Low priceCollection: diet in cancer
Please understand that the recommendations below are not a substitute for medical treatment and do not guarantee a cure, but may lead to an improvement in health.
Food supplements are no substitute for a varied and balanced diet and a healthy lifestyle.
Someone told me that he read that keto diet and coconut oil are forbidden in cancer, because they would favor metastasis. I know, on the contrary, that in general keto or low-carb diets, as well as intermittent fasting, are often recommended in cancer - and the explanation is logical and documented.
The main source of energy for malignant (cancer) cells is glucose, but the way they use it is fundamentally different from normal cells. This phenomenon is called the Warburg effect, after Otto Warburg, who described it in the 1920s.
🔬 What is the Warburg effect?
Cancer cells use glucose energy inefficiently - they produce much less energy from the same amount of glucose than healthy cells. However, this mode of utilization gives them advantages:
- allows them to divide quickly;
- function in oxygen-poor environments (characteristic of many solid tumors);
- It creates an acidic environment by accumulating lactate, which facilitates tissue invasion and immune system evasion.
In addition, sugar stimulates the secretion of insulin and IGF-1 - two hormones that:
- promotes cell proliferation;
- reduce apoptosis (programmed death of diseased cells);
- facilitates the formation of new blood vessels (angiogenesis), which feed the tumor;
- causes chronic inflammation and metabolic imbalances (insulin resistance, metabolic syndrome, obesity);
- It affects the immune system - studies show that, after consuming sugar, the phagocytic function of leukocytes (the ability to destroy pathogens) decreases significantly for several hours.

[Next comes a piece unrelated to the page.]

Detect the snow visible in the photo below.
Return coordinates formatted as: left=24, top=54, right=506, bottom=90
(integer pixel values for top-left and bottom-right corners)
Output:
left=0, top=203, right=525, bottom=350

🥑 The role of the keto diet and coconut oil in this context
Reducing carbohydrate intake and partly replacing it with healthy fats, including coconut oil, is at the heart of the therapeutic ketogenic diet, used experimentally in some types of cancer (glioblastoma, hormone-dependent cancers, etc.).

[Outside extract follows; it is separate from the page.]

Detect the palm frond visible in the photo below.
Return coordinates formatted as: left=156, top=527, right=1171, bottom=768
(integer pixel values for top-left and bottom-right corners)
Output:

In intermittent fasting, but also in the keto diet, the body, being deprived of glucose, begins to use fats for energy. These are metabolized in the liver and converted into ketone bodies.

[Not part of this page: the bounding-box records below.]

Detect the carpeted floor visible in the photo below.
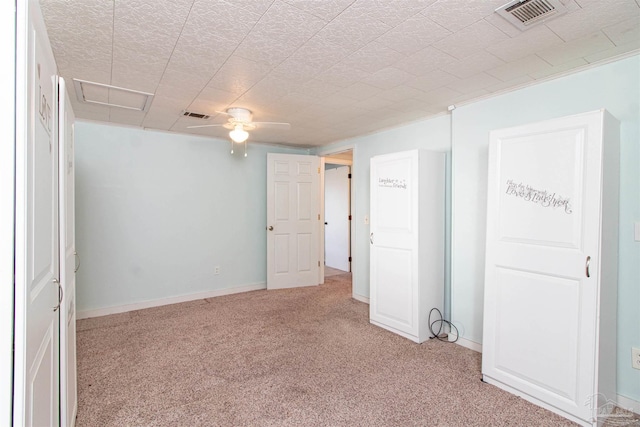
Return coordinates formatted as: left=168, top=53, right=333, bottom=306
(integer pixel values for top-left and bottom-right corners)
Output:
left=76, top=274, right=632, bottom=427
left=324, top=265, right=348, bottom=277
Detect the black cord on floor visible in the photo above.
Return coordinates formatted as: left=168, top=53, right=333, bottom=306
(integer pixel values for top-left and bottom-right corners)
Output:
left=429, top=307, right=460, bottom=343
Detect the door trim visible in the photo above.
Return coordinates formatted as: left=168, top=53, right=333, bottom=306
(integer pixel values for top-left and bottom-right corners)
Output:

An important advantage is that:
- healthy cells can use ketone bodies for energy;
- Instead, many tumor cells fail to use them efficiently - which can be a therapeutic advantage.
Coconut oil is an excellent source of medium-chain triglycerides (MCTs), from which the body quickly obtains ketone bodies. In addition, coconut oil also has antimicrobial, antifungal and anti-inflammatory effects due to its lauric acid, thus indirectly supporting immunity and gut health - essential for cancer patients.
🥗 What can a cancer patient practically do?
❌ Avoid:
- juices, including fresh;
- processed sweets;
- pastries and white bread;
- "Sugary" and "healthy" cereals only in advertising;
⚠️ Limited:
- fruits with high sugar content (ripe bananas, grapes, mango);
- honey and syrups (maple, agave, etc.), even if they seem natural.
✅ Including:
- green and colored vegetables with low starch content;
- healthy fats (coconut oil, olive oil, avocado, nuts, seeds);
- Clean proteins (fish, eggs, lean meat, plant sources);
- anti-inflammatory spices (turmeric, ginger, cinnamon);
- intermittent post. Read more: HERE.
All of these measures can reduce circulating glucose and force cells to use ketones - which, in many cancers, can limit tumor nourishment.
💡 Did you know...?
PET-CT, an imaging test to detect cancer, exploits tumor cells' thirst for glucose. A synthetic glucose labeled with a radioactive isotope (fluorine) is injected and the cancer cells avidly absorb it - so they appear "lit up" on the PET-CT image.
🧾 Conclusion:
Claims that coconut oil or the keto diet "promotes metastasis" have no solid scientific support. On the contrary, a growing body of research supports a potential metabolic, immunologic and anti-inflammatory benefit in certain oncologic contexts, with the caveat that they do NOT replace standard oncologic treatments.